A possible reason for the discrepancies observed among bracket positions could be the differences in positioning and fit of the prototype transfer trays on the models by each orthodontist. Incorrect fit of the tray could lead to an error in its occlusal position. Additionally, the wrong fit of each bracket in its respective space in the tray could also lead to errors, thereby decreasing the accuracy of the technique.22,26
Advantages of the digital indirect bonding technique include possibly less archwire bending, the need for fewer appointments to change bracket positions, and the opportunity to demonstrate to the patient the 3D treatment plan on a computer screen.14,27,28 Additionally, digital indirect bonding with 3D-printed transfer trays allows the bracket base to be free of adhesive before clinical bonding. This advantage decreases the risk of failure of adhesion after clinical bonding and the possibility of having excess adhesive on the bracket base surface.16
This study was a preliminary investigation of the digital indirect bonding technique regarding the precision of 3D-printed tray fit, with controlled variables such as different types of malocclusions. Therefore, further clinical studies to test the reproducibility of bracket positioning with a variety of malocclusions, as well to test the influence of the clinical environment to analyze the accuracy of the technique, are required.
CONCLUSIONS
Indirect bonding using 3D-printed guides can accurately reproduce the position of brackets virtually placed on digital models. This can occur regardless of the orthodontist's previous experience with the technique or the number of years of clinical practice.

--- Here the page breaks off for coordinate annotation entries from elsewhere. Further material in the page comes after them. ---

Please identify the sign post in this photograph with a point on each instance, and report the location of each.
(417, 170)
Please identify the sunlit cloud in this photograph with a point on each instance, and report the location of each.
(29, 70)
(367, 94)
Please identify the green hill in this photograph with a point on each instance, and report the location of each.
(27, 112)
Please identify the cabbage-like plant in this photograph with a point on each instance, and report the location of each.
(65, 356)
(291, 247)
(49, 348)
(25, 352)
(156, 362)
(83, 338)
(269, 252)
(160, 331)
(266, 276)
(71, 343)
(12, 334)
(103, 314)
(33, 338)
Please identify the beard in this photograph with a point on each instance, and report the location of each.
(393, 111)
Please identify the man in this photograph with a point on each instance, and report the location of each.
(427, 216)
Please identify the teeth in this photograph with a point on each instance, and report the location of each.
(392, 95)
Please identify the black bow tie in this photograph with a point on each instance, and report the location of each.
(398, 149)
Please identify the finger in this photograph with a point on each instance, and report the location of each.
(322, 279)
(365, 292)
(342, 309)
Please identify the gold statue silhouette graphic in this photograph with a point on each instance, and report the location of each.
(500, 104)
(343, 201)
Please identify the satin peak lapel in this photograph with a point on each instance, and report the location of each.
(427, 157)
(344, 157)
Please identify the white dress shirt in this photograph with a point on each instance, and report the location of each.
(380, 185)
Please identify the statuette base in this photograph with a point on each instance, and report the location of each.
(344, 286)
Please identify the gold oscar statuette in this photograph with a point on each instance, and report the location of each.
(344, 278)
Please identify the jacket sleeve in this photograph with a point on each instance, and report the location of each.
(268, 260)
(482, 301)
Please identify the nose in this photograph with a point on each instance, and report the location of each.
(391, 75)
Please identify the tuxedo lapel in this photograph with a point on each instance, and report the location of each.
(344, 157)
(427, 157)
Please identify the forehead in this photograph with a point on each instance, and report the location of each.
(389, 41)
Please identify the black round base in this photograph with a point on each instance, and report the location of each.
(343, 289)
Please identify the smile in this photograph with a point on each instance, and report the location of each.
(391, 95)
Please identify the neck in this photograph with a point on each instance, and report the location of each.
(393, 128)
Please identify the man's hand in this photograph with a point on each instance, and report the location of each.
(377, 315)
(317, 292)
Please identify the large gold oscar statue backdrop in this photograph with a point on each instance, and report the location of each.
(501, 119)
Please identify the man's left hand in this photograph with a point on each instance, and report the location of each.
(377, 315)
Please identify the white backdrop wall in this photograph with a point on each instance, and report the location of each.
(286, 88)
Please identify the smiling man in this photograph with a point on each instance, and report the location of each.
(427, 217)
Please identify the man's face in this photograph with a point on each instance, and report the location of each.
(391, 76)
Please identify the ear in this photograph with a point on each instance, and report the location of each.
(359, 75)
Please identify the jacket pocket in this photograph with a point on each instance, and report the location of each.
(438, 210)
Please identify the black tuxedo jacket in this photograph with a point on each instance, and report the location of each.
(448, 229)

Both self-ligating and conventional bracket libraries can be used for digital indirect bonding. There were no statistically significant differences between the digital plan and the bonded brackets placed with 3D-printed indirect bonding trays, except for lower BioQuick brackets, in which case the difference was not clinically relevant.
ACKNOWLEDGMENTS
We thank the professors and students of the Department of Orthodontics of Rio de Janeiro State University, Dr. Carlo Marassi, and Dr. Diogo Frazão for having assisted in this research and Dr. Ronir Raggio Luiz for the guidance regarding the statistics. This study was financed in part by the Coordenação de Aperfeiçoamento de Pessoal de Nível Superior – Brasil (CAPES) – Finance Code 001. The authors do not have any financial interest in the companies whose materials are included in this article.